Après Eric Woerth et Xavier Bertrand, Roselyne Bachelot écarte à son tour l'idée de taxer davantage la "malbouffe" et d'abaisser en contrepartie la TVA sur les fruits et légumes, comme le prévoitla mission présidée par la députée UMP Valérie Boyer pour prévenir et traiter l'obésité, qui touche en France un adulte sur deux et un enfant sur cinq.
Roselyne Bachelot, qui est opposée à l'idée de taxer la "malfouffe", a annoncé qu'elle présentera des mesures en matière de prévention et de lutte contre l'obésité dans le cadre d'un projet de loi sur la santé qui sera soumis avant la fin de l'année au Parlement. "La démarche est intéressante", affirme la ministre, "mais nous sommes dans une période difficile sur le plan économique", puisuit-elle, précisant que "taxer un certain nombre de produits reviendrait à taxer les plus faibles".
Le rapport de la mission parlementaire d'information sur la prévention de l'obésité embarrasse la majorité qui est déjà en pleine grogne contre la création de nouveaux impôts, notamment une taxe sur les revenus du capital pour financer le revenu de solidarité active (RSA).
Le rapport rendu public hier s'articule autour de 8 axes et 25 propositions pour "faire de l'équilibre nutritionnel et de la lutte contre l'obésité une grande cause nationale pour 2009".
L’épidémie d’obésité est un enjeu de santé publique qui menace le système protection sociale français. Le rapport parlementaire sur la prévention de l'obésité veut améliorer la prévention, le dépistage précoce et la prise en charge de l’obésité et du surpoids en France.

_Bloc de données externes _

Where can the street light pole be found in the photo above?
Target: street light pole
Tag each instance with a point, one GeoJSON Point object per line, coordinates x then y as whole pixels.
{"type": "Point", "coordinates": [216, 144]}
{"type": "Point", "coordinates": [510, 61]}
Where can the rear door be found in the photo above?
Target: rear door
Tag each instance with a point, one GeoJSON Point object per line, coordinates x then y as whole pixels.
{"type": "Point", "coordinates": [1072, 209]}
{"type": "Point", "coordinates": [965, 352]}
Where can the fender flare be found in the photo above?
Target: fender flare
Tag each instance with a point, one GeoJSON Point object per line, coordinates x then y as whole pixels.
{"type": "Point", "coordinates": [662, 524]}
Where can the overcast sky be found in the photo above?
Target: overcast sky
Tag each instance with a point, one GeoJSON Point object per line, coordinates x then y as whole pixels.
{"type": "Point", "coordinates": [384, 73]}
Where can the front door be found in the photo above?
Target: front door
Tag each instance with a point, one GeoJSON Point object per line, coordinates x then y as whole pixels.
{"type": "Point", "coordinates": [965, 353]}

Parmi ces 80 propositions figure la modulation de la fiscalité des aliments en fonction de leur qualité nutritionnelle.
Roselyne Bachelot a déclaré mardi sur Canal + qu'elle est contre l'idée d'une modulation de la TVA sur les aliments en fonction de leur qualité nutritionnelle, l'augmentant pour les produits de "snacking" ou de "grignotage". Selon le rapport de la mission parlementaire, il est question de baisser la taxe pour les fruits et légumes, tandis que la TVA sur les produits de grignotage devrait être portée de 5,5 % à 19,6 %.La baisse de la TVA sur les fruits et légumes "pouvait être une idée", mais la ministre indique qu'elle était déjà très basse. "Pour l'instant je n'ai pas retenu cette solution", a déclaré Roselyne Bachelot.
Le ministre du Budget, Eric Woerth, était la première personnalité du gouvernement Fillon à dénoncer de telles mesures. " Il n’y aura pas d’augmentation de la TVA sur les aliments trop gras, trop sucrés ou trop salés", a-t-il laissé entendre.,
Le ministre du travail, Xavier Bertrand, est également opposé à l'idée d'une nouvelle taxe." Je n'y suis pas favorable, parce que vous savez ce qui se passerait ? Ça augmenterait les prix, et je ne suis pas sûr que ça change les comportements", affirme-il.
Les professionnels de l'alimentation et publicitaires ont boycotté la concertation souhaitée par la ministre de la santé Roselyne Bachelot pour encadrer plus strictement la pub alimentaire dans les programmes TV pour enfants. Du côté de la grande distribution, on n'est pas prêt à retirer les sucreries de la proximité des caisses.